When I booted into Vista the drive wasn't in My Computer. I eventually found it listed under "disk management" which is hidden away somewhere. I'm currently reformatting it from within windows so hopefully all will be well when its finished (if Gentoo can't read it now I'll be seriously annoyed...)

Anyway---any ideas why the hell mkfs.ntfs didn't make a drive that was windows readable?

----------

## TJNII

What partition type did you use?

----------

## The Doctor

I think it might be due the Microsoft not-open-source ideas.  Why let people clone their product and kill their market share.

I bet Microsoft checks the file-system to make sure it is "true" before mounting it. Darn closed code. 

I am sure that the devs responsible for mkfs.ntfs would welcome a bug report.

----------

## Uncle_Psychosis

 *TJNII wrote:*   

> What partition type did you use?

 

I'm afraid I dont understand the question! It was just a normal, non bootable, primary partition.

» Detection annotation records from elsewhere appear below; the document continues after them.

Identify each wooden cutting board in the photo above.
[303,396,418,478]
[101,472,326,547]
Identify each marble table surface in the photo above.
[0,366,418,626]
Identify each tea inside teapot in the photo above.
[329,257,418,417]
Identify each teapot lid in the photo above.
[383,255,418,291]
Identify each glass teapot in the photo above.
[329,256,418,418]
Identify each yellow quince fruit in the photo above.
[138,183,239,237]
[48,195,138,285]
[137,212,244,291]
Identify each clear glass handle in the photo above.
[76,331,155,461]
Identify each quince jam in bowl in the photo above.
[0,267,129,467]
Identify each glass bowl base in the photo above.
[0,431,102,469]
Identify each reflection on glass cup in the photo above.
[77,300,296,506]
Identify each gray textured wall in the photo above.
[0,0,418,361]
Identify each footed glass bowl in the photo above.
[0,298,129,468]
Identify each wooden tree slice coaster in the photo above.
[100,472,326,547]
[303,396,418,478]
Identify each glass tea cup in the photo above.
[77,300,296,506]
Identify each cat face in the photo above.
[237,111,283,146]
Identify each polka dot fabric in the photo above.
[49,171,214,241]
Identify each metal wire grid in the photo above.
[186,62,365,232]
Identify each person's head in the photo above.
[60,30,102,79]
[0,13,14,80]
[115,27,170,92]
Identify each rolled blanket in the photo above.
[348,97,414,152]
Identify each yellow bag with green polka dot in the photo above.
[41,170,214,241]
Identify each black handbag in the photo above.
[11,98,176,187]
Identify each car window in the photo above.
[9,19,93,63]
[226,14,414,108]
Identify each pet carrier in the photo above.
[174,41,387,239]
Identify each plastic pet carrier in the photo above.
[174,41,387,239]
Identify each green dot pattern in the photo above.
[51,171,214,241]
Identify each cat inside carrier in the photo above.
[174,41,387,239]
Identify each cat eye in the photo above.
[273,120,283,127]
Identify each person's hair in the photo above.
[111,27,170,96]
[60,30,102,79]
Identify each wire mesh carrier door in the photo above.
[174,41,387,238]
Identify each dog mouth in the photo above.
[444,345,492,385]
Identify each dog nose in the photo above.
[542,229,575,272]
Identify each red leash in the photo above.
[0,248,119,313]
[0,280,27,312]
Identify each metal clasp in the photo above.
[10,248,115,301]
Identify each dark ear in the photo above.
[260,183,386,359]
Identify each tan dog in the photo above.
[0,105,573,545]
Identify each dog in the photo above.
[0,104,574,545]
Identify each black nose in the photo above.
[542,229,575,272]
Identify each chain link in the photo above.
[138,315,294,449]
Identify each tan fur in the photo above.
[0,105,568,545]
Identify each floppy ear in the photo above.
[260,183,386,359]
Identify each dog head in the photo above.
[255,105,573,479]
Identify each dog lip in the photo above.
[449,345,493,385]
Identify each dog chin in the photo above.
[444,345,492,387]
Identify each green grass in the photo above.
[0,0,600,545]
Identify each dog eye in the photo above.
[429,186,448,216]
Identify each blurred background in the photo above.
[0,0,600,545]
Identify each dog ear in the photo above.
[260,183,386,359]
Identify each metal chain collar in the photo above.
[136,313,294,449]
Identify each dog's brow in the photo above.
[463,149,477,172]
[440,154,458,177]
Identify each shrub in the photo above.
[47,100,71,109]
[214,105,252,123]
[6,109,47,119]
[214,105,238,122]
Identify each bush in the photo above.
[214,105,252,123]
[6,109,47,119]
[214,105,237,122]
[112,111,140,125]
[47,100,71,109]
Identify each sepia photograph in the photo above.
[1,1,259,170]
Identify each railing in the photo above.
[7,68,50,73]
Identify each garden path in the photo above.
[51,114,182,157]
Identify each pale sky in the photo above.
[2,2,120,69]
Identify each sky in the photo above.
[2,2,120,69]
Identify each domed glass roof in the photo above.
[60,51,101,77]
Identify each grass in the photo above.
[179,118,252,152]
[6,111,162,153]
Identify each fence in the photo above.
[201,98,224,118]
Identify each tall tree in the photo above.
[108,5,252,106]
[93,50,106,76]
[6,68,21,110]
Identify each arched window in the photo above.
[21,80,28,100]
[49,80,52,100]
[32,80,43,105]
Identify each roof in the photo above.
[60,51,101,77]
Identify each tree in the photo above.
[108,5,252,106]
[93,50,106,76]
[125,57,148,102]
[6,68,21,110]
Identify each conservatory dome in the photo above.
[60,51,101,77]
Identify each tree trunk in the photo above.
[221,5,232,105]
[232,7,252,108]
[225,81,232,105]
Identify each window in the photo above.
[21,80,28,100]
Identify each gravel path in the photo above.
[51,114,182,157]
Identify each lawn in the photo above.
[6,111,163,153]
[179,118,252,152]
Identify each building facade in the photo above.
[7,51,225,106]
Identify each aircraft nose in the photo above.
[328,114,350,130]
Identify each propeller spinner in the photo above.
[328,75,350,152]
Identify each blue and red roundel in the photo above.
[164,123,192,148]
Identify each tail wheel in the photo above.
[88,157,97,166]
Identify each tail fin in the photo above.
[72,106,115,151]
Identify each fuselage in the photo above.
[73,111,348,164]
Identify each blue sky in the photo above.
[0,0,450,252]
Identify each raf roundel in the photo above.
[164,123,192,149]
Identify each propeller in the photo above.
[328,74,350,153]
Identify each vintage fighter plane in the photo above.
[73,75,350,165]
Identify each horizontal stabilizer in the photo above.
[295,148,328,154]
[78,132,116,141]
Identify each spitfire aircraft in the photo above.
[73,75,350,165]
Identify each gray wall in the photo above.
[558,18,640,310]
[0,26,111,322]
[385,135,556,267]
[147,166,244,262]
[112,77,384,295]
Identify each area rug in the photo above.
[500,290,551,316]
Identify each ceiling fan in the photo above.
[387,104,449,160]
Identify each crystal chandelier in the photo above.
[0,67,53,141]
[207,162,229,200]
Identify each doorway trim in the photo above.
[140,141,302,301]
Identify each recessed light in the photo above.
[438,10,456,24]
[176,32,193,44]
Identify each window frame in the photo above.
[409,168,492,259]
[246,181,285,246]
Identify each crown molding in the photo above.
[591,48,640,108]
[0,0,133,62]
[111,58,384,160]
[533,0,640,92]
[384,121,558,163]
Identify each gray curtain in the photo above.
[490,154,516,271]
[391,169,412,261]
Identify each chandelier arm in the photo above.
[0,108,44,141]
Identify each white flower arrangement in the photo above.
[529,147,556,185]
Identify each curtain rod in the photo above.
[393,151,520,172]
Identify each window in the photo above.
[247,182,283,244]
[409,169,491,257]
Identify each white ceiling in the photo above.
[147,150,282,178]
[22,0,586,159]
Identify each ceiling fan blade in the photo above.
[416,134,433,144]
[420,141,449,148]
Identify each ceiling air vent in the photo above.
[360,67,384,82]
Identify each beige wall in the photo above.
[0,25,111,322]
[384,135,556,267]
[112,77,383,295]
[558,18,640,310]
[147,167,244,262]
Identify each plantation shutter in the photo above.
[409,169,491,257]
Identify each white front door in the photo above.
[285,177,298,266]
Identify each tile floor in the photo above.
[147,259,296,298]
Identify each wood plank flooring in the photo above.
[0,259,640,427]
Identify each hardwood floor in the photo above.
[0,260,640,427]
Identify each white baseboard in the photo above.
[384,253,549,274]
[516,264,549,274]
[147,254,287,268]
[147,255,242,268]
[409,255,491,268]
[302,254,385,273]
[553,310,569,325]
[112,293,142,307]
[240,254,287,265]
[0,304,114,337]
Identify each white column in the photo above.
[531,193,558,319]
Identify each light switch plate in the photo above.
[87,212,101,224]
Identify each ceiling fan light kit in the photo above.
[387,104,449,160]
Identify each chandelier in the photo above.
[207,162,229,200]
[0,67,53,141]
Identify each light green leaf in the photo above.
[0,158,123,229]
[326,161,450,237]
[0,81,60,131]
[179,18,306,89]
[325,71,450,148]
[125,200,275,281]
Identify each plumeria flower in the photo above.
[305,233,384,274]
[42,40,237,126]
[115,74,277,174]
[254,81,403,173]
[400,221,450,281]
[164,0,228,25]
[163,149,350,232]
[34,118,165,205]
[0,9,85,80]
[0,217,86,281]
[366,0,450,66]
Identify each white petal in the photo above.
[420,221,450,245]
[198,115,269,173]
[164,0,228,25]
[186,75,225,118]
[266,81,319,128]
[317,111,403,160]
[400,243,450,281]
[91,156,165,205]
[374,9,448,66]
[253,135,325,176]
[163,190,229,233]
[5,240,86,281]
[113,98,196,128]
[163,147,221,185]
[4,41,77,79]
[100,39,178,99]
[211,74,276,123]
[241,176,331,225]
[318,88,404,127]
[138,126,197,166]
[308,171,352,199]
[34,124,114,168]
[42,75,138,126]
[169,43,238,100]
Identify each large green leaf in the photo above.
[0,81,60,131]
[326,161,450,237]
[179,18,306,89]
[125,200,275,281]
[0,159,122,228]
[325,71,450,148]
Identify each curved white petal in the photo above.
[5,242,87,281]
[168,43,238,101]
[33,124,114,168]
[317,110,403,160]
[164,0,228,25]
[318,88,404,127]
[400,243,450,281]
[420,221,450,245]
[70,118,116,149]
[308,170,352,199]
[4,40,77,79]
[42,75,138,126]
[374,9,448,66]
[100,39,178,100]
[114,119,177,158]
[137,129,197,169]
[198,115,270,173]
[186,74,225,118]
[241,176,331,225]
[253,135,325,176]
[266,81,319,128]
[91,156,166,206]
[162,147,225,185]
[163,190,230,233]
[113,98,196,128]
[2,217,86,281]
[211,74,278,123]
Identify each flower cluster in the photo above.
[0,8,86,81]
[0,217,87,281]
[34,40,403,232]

I do remember that when I "printed" the partition table on the disk it said "type: linux" on the supposedly ntfs drive. I did think that was slightly odd at the time...

----------

## TJNII

 *Uncle_Psychosis wrote:*   

> I do remember that when I "printed" the partition table on the disk it said "type: linux" on the supposedly ntfs drive. I did think that was slightly odd at the time...

 

Ding ding ding!  That's the problem!  If Windows ignores partition types it doesn't know, so in this case it is ignoring your "Linux" partition.  Open up fdisk against the drive and set the partition type to NTFS.  I believe it is code 7, but I would check against a known good NTFS partition.

----------

## Uncle_Psychosis

 *TJNII wrote:*   

>  *Uncle_Psychosis wrote:*   I do remember that when I "printed" the partition table on the disk it said "type: linux" on the supposedly ntfs drive. I did think that was slightly odd at the time... 
> 
> Ding ding ding!  That's the problem!  If Windows ignores partition types it doesn't know, so in this case it is ignoring your "Linux" partition.  Open up fdisk against the drive and set the partition type to NTFS.  I believe it is code 7, but I would check against a known good NTFS partition.

 

Ahh, I see. Didn't realise I needed to change it. Grr. Thats annoying!   :Twisted Evil:   :Embarassed: 

----------